While some companies manage train-wrecks in design terms Chandos
are consistently daring and successful in their abstemious approach
to visual detailing. The stark cover for this disc tells us
a great deal about the company and a great deal that is good.
We start this Leighton collection with The piano sonata op. 64. It was written for the
pianist Peter Wallfisch who premiered and performed many of
Leighton's works from the 1950s. The Sonata is haunted by and
seasoned with dissonance. Crucially it's buffeted by the passions
and especially by a sort of stalking predatory anxiety. Gentle
bell-like dissonances are also in play in the fractured slowly-
evolving kaleidoscope of the central Chorale. Negation and motoric
energy rack the exciting finale until, violence-spent, the work
dissolves in a desultory quiet twinkle.
The 1988 Preludes were written in the year of his death. The
D minor is jazzy, ruthless and offset with flowing tributaries
of notes. The D major speaks of contentment, lush meadows and
a seeming gradient accelerating down a steep and precipitous
face. It is as if the contentment was written in the shadow
of something awful. The E flat minor sports a melancholy and
hypnotic coolness. The C major is like a hyperactive water wag-tail
- delightful and not breathless but certainly virtuosic. The
C minor is a more ferocious and defiant. Its pugnacious mood
is soon established and then sustained. It sounds a little like
the Ferguson piano sonata. Leighton completed only five of an
intended set of 24 preludes.
Then we come to two premiere recordings.
Winter Scenes from 1953 is written in a more accessible language,
caught somewhere between Finzi in his piano writing for the
songs and Howard Ferguson. The first is a cut-glass and earth-
stood-hard-as-iron landscape. There’s then a fervent fast-flying
feroce called The Wind. Then comes the twinkling
Mist, as vivid a picture of mystery as any film score.
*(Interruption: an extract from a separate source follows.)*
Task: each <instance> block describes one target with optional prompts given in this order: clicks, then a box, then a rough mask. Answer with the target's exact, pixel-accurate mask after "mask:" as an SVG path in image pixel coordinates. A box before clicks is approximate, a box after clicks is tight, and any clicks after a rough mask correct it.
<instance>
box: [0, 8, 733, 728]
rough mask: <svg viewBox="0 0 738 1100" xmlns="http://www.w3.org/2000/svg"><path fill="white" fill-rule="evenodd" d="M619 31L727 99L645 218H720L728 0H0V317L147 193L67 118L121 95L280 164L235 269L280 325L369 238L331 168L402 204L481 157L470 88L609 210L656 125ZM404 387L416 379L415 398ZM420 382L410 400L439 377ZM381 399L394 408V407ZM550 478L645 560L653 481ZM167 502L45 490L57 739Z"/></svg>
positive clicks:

In fact, if orchestrated, it would make an ideal accompaniment
to a fogbound forest scene. Woodsprites is rather capricious
and much in the manner of Cyril Scott’s many miniatures. By
the Fireside is a ‘Werther’s Original’ romantic scene. It
could have been written to order and specification and is all
very atmospheric and cosy. Snowflakes's flurries
of glinting notes has about it a passing touch of Medtner but it’s lightly applied. The final Carol is again
Finzian. This is all very different from the later works and would go down well as an orchestrated suite of light but delicately
The Piano Sonata No 3 op. 27 is in four movements. This is much
tougher music and while always having a rhetorical-heroic face
it is as satisfyingly involuted as the sonata op 64 and the
preludes. The sonata ends with a sometimes Mussorgskian Presto-Brillante
which again has the determined heroic face of the Ferguson sonata.